(translated by Andrea Pavoni for Critical Legal Thinking)
The answer to Nancy, coming from a stupefied Alain Badiou, deserves the greatest attention. First, he reminds, in Libya we didn’t face a popular uprising such as the Egyptian and Tunisian ones. In Libya there is no trace of documents and flags of protest of the same character as those employed in Egypt and Tunisia, and no women are to be found among Libyan rebels. Second, since the last autumn British and French secret services have been organising Gaddafi’s fall; this would explain, third, both the weapons of unknown origin, available to the rebels, as well as the sudden formation of a revolutionary council to replace the Raìs’ government. Fourth: in contrast to the other Arab countries, explicit help requests have been coming from Libya. According to Badiou, the Western objective is evident: “to transform a revolution into a war”, to replace the rebels with weapons (heavy weapons, armoured vehicles, war instructors, blue helmets), so as to allow “the despotism of capital” to “reconquest” the effervescence of the Arab world. If this wasn’t the case, Badiou asks – and we ask our regime too – how could those same Western leaders, friends to Gaddafi, perform such a turnaround?

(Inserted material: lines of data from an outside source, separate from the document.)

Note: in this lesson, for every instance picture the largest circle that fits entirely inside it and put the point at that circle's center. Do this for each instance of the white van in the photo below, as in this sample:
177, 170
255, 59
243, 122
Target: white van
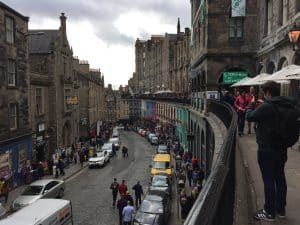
42, 212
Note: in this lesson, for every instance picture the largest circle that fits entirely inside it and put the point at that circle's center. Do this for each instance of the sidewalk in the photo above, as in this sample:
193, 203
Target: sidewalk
248, 149
69, 171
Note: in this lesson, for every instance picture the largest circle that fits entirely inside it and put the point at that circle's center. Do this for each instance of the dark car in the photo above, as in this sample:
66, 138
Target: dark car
161, 182
162, 149
154, 210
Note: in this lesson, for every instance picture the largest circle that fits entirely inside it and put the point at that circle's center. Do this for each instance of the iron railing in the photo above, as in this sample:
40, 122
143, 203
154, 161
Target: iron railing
215, 203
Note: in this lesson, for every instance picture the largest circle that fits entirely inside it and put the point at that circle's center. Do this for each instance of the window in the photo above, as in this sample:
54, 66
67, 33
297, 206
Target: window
11, 73
9, 29
285, 12
12, 114
236, 28
269, 16
39, 101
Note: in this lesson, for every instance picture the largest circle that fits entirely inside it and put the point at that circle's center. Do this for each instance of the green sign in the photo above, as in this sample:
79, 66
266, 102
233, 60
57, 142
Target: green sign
231, 77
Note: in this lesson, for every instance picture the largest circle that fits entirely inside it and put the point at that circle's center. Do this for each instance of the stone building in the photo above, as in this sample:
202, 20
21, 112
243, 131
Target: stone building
15, 121
110, 105
277, 18
54, 96
223, 45
91, 99
163, 62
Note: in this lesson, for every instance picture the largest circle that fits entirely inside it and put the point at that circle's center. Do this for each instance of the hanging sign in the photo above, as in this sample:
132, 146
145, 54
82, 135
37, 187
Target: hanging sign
238, 8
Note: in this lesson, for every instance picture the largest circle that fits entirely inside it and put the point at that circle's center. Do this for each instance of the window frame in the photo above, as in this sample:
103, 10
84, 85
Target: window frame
233, 24
15, 116
11, 73
39, 105
9, 30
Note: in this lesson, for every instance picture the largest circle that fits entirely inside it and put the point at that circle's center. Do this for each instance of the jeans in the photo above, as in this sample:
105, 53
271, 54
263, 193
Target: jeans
241, 121
271, 165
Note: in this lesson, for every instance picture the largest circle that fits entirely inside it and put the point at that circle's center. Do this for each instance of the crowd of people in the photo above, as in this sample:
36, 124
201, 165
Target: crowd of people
126, 202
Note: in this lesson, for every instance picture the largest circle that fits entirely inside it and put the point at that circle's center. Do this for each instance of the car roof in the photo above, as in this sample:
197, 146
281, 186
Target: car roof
43, 182
162, 157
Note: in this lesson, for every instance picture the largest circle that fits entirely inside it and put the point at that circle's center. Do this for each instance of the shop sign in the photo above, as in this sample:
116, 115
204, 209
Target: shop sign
72, 100
231, 77
41, 127
4, 164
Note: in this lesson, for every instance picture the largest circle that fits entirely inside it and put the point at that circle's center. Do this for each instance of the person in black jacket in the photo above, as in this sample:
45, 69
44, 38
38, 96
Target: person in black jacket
272, 154
138, 191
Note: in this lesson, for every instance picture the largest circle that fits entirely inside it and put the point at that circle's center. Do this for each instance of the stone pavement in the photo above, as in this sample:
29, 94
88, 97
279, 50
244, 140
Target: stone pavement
248, 148
71, 170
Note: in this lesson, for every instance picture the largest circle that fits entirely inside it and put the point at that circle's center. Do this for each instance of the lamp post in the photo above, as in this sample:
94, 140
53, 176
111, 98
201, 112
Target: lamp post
294, 34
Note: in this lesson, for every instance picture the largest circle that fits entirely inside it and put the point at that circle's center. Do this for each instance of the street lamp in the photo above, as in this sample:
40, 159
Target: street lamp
294, 34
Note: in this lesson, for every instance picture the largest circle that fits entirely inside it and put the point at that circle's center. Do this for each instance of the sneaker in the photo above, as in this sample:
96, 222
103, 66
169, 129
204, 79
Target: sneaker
281, 214
262, 215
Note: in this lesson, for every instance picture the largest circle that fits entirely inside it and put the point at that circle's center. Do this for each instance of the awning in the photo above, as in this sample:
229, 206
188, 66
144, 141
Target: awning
291, 72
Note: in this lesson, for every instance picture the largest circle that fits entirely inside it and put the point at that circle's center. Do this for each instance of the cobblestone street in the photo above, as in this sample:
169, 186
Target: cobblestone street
89, 190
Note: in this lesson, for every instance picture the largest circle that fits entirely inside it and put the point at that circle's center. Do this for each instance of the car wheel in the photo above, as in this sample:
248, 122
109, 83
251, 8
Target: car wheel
61, 193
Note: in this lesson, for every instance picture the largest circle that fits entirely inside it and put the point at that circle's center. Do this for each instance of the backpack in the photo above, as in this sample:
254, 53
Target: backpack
288, 124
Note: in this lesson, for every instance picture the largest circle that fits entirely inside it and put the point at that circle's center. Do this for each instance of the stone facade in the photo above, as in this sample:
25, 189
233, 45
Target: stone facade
163, 63
52, 71
222, 43
15, 121
277, 17
91, 99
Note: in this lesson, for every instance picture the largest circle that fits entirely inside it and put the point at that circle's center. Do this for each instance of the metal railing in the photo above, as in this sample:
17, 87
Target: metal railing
215, 203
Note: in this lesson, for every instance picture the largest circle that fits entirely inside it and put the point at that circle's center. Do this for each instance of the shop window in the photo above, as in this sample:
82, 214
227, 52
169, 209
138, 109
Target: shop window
236, 28
11, 73
9, 29
39, 101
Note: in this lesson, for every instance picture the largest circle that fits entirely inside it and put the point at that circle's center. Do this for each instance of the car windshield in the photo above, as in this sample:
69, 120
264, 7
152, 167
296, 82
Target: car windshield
160, 181
33, 190
106, 146
151, 207
160, 165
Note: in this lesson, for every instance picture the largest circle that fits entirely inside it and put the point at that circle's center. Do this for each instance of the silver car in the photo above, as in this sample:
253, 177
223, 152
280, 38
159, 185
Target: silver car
47, 188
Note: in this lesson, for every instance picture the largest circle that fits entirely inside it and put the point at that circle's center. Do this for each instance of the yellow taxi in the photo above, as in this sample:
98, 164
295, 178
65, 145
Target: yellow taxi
161, 163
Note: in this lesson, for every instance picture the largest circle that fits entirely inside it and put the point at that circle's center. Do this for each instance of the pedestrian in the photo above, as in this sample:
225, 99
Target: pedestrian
4, 189
138, 191
123, 188
128, 198
114, 189
277, 129
240, 105
127, 214
61, 166
40, 170
189, 174
121, 204
114, 150
124, 151
81, 157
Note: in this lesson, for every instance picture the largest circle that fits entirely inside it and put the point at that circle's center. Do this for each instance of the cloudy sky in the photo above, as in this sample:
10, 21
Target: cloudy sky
103, 32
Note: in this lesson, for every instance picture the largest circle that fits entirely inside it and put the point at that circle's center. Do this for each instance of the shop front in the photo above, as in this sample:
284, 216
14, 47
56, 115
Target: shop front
13, 156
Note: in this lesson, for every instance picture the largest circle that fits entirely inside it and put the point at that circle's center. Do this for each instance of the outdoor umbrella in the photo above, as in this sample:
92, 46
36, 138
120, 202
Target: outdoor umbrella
291, 72
241, 82
258, 80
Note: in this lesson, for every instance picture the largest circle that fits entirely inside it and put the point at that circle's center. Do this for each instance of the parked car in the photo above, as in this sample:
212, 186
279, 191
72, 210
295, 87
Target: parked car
150, 135
155, 209
46, 188
161, 182
115, 141
99, 159
154, 140
107, 147
162, 149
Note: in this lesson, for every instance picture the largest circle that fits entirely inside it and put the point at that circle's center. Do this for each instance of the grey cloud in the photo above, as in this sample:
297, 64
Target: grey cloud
103, 13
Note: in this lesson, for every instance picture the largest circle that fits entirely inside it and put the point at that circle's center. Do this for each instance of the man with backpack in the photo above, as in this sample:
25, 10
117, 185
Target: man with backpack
277, 129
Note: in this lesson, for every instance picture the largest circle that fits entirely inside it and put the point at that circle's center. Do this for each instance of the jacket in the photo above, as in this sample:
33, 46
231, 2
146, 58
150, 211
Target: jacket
266, 118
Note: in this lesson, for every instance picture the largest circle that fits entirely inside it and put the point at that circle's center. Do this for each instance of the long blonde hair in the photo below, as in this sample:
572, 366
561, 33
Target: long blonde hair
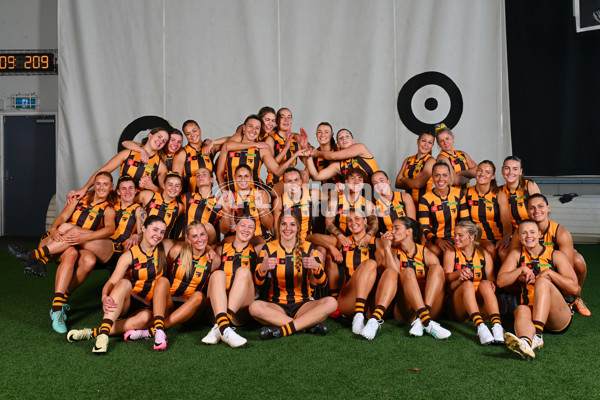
473, 230
162, 258
187, 253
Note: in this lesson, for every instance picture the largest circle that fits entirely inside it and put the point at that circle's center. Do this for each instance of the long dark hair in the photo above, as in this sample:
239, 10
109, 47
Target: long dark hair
522, 183
162, 259
410, 223
332, 143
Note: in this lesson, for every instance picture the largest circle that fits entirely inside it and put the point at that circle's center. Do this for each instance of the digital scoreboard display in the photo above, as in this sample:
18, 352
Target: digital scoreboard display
28, 62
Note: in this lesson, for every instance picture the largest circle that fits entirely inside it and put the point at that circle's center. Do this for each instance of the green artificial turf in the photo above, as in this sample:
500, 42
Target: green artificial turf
38, 363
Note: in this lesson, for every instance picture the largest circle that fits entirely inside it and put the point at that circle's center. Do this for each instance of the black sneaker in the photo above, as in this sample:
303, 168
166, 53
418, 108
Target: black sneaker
269, 332
19, 254
36, 269
319, 329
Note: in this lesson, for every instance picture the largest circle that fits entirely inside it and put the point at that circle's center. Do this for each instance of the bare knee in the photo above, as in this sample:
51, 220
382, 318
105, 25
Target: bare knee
242, 273
522, 311
196, 299
486, 287
256, 308
329, 303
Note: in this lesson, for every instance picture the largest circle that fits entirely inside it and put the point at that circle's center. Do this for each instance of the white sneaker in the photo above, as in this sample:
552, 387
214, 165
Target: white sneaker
498, 333
416, 328
233, 339
519, 346
358, 323
485, 336
436, 330
101, 344
371, 328
214, 336
537, 342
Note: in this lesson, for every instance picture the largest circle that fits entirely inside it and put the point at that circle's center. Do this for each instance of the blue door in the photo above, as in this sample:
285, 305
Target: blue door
29, 173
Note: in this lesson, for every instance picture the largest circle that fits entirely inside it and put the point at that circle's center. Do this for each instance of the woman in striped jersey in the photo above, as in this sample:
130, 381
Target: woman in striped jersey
421, 289
131, 287
348, 156
545, 276
231, 288
488, 208
470, 281
440, 209
461, 163
73, 240
290, 262
181, 295
144, 173
415, 174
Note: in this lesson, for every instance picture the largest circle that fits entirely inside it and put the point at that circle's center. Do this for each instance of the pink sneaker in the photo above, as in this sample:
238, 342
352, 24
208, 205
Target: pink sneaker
137, 334
160, 340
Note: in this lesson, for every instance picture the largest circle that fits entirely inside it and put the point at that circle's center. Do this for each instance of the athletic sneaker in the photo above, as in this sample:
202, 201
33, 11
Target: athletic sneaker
137, 334
36, 269
335, 314
416, 329
498, 333
318, 329
358, 323
101, 344
160, 340
537, 342
64, 309
76, 335
519, 346
485, 336
436, 330
580, 307
371, 328
232, 338
269, 332
58, 321
214, 335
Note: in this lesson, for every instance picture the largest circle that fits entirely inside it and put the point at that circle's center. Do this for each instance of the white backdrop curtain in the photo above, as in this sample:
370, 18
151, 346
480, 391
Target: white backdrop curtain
342, 61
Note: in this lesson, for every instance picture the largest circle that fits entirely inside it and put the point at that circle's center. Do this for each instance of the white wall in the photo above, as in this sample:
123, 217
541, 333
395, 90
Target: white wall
29, 24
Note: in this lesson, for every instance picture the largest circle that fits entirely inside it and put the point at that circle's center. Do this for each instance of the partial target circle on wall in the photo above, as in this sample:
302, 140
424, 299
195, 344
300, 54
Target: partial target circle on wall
142, 124
428, 99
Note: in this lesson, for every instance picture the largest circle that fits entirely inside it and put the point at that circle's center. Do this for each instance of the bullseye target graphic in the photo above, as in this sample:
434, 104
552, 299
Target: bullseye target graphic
428, 99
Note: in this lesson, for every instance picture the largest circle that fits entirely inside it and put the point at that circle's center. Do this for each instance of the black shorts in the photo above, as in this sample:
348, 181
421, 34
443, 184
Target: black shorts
291, 309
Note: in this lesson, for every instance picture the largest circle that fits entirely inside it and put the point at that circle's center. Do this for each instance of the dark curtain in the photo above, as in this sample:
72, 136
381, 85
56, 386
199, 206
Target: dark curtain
554, 87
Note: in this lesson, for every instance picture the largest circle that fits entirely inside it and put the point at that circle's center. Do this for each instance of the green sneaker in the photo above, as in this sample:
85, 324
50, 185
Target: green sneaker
76, 335
58, 321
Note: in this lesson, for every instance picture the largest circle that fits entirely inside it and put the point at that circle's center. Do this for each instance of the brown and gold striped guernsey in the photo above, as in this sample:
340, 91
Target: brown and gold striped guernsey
288, 286
143, 272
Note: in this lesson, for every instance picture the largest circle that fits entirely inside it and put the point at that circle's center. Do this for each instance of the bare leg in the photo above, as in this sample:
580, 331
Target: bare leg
187, 310
85, 266
241, 295
64, 273
359, 286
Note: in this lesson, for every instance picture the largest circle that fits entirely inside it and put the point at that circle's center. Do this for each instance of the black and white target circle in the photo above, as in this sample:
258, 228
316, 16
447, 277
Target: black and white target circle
428, 99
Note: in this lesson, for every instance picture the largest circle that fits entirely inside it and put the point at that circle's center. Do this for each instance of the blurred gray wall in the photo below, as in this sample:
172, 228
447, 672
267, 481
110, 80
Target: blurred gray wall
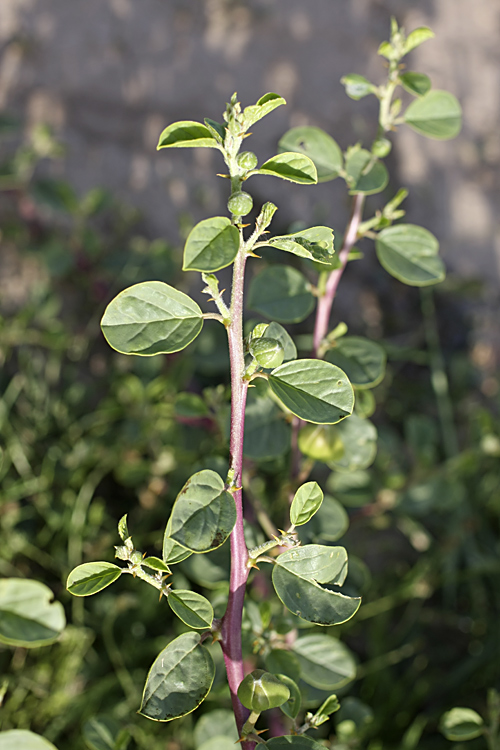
108, 75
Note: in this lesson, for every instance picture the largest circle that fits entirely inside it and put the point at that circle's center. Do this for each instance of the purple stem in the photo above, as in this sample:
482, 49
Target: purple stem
231, 622
326, 301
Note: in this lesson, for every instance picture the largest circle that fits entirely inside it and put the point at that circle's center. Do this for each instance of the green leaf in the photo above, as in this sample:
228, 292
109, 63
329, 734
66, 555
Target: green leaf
276, 331
204, 514
307, 599
193, 609
320, 442
359, 439
187, 134
362, 360
211, 245
290, 166
28, 616
179, 680
89, 578
101, 733
437, 115
365, 174
329, 524
267, 434
318, 146
291, 707
306, 503
172, 552
410, 254
151, 318
316, 562
417, 84
314, 244
325, 662
293, 742
264, 106
156, 564
417, 37
357, 86
22, 739
313, 390
282, 293
461, 724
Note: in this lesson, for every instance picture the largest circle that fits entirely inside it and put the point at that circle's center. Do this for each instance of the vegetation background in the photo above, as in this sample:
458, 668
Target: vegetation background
87, 435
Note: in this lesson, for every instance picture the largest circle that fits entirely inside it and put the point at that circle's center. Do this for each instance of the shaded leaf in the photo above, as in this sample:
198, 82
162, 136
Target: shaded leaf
186, 134
211, 245
313, 390
89, 578
410, 254
325, 662
306, 503
281, 293
318, 146
204, 514
151, 318
193, 609
290, 166
179, 680
28, 616
436, 115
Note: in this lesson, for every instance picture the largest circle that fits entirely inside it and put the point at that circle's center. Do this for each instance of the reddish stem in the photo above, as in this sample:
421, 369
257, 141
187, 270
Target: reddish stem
326, 301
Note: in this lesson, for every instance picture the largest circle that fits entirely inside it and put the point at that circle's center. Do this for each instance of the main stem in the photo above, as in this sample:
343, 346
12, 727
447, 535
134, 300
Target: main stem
325, 302
231, 622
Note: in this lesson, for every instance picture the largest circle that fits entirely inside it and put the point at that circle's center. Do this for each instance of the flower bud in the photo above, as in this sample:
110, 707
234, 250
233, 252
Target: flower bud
267, 352
261, 690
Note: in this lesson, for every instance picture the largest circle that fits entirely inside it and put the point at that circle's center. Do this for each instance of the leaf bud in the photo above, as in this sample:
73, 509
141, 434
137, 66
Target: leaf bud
247, 160
261, 690
267, 352
240, 204
381, 147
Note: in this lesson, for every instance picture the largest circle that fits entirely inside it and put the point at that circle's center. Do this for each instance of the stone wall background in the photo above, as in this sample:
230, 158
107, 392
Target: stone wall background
108, 75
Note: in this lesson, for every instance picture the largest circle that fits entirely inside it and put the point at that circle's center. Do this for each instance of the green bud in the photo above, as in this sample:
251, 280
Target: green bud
381, 147
247, 160
261, 690
267, 352
240, 204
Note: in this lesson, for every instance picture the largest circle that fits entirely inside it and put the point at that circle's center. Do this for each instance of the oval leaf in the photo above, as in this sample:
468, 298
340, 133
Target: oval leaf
461, 724
290, 166
325, 662
22, 739
409, 253
28, 616
437, 115
211, 245
307, 599
151, 318
264, 106
179, 680
313, 390
186, 134
89, 578
417, 84
316, 563
306, 502
204, 514
281, 293
318, 146
359, 440
314, 244
362, 360
193, 609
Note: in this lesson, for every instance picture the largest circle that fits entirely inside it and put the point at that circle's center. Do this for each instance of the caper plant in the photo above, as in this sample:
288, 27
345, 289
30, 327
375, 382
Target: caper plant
316, 396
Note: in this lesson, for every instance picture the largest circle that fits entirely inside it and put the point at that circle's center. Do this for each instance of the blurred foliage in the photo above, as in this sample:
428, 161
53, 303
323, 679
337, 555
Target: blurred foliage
88, 435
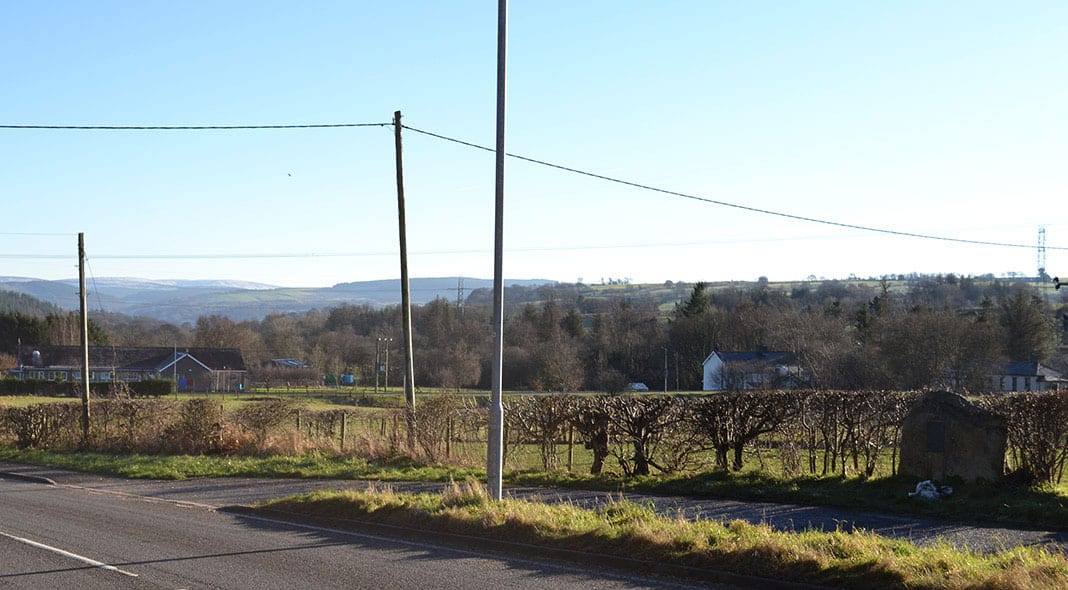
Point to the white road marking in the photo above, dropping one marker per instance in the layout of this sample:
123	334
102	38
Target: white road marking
76	557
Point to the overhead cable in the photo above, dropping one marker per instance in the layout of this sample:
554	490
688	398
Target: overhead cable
734	205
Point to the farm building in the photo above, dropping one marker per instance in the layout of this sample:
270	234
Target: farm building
192	369
735	371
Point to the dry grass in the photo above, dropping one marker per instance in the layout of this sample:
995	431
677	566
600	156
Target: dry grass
621	528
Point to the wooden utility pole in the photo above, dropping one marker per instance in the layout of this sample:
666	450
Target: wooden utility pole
409	371
495	454
84	338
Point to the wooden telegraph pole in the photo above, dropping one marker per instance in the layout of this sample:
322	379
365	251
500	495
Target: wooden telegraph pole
495	454
409	371
84	338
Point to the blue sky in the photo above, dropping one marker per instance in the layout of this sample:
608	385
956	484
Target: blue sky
943	119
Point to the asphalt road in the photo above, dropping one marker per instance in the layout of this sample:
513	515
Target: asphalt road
78	537
245	491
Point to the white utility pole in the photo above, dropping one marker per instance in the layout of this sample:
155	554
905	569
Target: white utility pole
84	338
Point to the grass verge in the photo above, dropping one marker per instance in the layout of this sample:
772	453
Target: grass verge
175	467
977	503
841	559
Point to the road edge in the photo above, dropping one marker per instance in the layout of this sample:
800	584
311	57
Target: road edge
613	562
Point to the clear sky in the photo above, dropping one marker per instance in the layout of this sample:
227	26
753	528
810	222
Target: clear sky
933	118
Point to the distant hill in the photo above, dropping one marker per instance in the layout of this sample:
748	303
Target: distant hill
26	305
184	301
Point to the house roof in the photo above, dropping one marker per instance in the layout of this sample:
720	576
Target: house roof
1031	369
767	357
134	358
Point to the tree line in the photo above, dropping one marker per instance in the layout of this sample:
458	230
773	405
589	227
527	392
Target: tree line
943	330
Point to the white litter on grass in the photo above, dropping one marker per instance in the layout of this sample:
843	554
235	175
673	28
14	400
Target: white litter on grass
928	491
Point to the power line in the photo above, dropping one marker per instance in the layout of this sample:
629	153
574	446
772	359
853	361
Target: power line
539	162
190	127
733	205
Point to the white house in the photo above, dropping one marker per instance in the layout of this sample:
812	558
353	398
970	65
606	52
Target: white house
1027	376
750	370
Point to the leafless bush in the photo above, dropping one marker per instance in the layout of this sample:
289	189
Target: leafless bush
264	417
433	422
592	422
41	425
1037	427
543	420
734	420
130	425
639	425
199	429
844	430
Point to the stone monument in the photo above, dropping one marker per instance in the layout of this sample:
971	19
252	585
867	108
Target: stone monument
944	436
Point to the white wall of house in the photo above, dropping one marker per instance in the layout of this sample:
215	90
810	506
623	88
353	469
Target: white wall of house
712	379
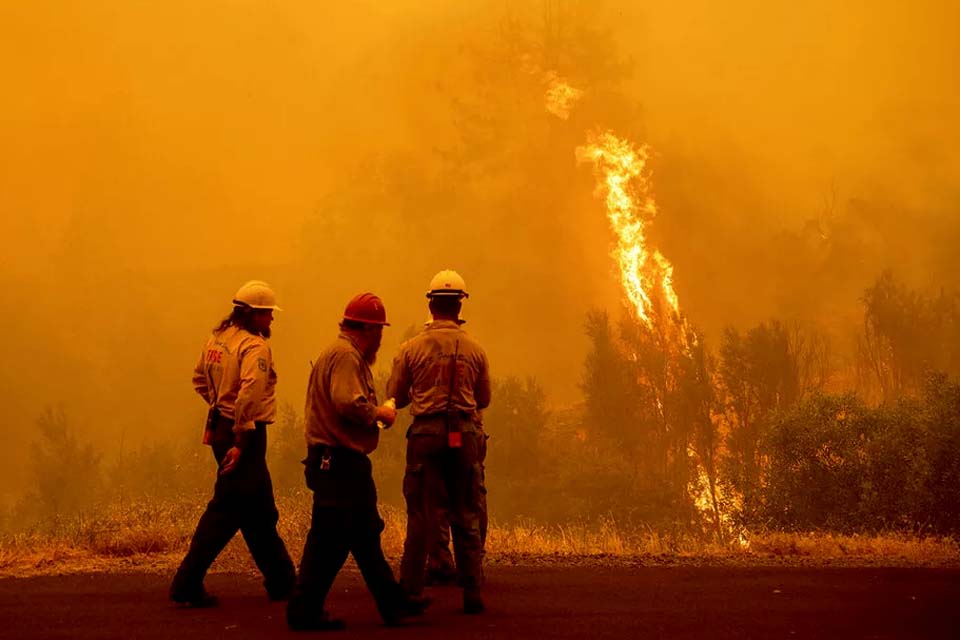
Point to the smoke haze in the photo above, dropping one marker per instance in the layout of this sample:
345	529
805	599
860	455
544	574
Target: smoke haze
157	155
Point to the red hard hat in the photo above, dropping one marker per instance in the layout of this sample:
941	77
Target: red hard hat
366	308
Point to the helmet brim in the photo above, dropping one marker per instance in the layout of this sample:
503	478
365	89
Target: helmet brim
238	303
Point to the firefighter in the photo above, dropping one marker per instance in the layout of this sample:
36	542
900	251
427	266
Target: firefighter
236	378
441	570
443	374
341	428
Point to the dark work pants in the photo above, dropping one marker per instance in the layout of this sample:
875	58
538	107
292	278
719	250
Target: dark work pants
439	558
345	520
242	501
432	469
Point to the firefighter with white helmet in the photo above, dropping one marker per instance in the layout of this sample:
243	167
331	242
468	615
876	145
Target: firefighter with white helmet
237	379
341	428
443	375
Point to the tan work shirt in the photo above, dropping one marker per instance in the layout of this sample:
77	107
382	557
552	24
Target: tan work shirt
421	372
341	406
235	373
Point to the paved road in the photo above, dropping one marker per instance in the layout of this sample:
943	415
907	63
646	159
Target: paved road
524	602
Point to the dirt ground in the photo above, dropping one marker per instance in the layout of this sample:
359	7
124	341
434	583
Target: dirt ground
523	601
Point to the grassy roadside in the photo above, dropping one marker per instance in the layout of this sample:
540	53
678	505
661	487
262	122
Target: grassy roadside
154	538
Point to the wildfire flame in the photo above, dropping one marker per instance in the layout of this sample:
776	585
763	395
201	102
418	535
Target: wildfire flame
623	181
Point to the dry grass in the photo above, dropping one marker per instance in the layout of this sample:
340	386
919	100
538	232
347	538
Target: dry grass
155	537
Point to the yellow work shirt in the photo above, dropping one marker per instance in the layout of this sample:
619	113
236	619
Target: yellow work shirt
236	374
341	408
421	375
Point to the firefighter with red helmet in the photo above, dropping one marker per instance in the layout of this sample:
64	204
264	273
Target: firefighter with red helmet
236	378
443	375
341	427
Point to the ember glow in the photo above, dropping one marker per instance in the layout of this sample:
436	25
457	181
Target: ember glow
561	97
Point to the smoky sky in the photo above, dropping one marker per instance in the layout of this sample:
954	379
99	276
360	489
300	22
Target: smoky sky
156	155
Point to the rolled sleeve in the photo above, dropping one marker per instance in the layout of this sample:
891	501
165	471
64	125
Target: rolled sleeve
481	391
398	386
348	393
201	383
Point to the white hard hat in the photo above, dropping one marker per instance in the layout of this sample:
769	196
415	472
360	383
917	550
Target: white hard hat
256	294
448	283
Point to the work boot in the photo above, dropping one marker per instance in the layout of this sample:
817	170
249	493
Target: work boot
408	607
441	576
323	622
472	601
280	594
198	599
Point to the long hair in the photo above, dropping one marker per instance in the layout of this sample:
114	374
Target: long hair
241	316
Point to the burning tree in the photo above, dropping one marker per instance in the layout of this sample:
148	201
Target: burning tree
663	369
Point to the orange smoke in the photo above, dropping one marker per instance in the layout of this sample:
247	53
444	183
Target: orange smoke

What, then, is to be done? Even in the case we would be willing to concede – and we are far from being persuaded by it – that the humanitarian motivation would suffice to justify the intervention. As Peter Singer contends recalling the catastrophe of Rwanda, it is still impossible to ignore that the UN resolution does not authorise a military intervention (Singer himself reminds that). From a utilitarian perspective – in his consequentialist version, that is – collateral risks do matter indeed. Wouldn’t it have been better to seek to obtain the desired outcome by resorting to deterrent measures and high-efficacy sanctions, emphasising precisely (and uniquely) the humanitarian reasons for opposing to Gaddafi? In any case, Nancy’s solution is wholly unsatisfying: why wait (for the military intervention to succeed) to prevent (only in the second instance) the sordid material interests from coming back onto the political scene? Doing this, Badiou explains, would equate to bowing to the Western will, repressing the “unexpected and intolerable” (for the Western warlords, that is) character of the Egyptian and Tunisian revolutions, and thus the “political autonomy” and “independence” of the Arab revolutionaries.
Badiou is right: as I wrote in this blog some posts ago, the multipolar world has its own needs. It is simply not enough to remind all that the Western Imperialism of the cold-war and post cold-war era can no longer aspire to dominate the world. The true revolution will come when the West will learn to step back, to accept the difference, to realise that in a globalised world the concept of sovereignty has even more significance. Nancy’s is a logic mistake: it is exactly the world we wish for, the (international) society in which we would wish to live – to use the words written by Singer somewhere else – which calls upon us to revisit the traditional criteria of the interventionist logic. The world in which we would wish to live, today and tomorrow, is not that of Sarkozy and Cameron, but rather one in which the Arab countries, likewise those of Latin America and Asia, will be legitimate to build from a position of independence and equal rights with respect to the Western nations.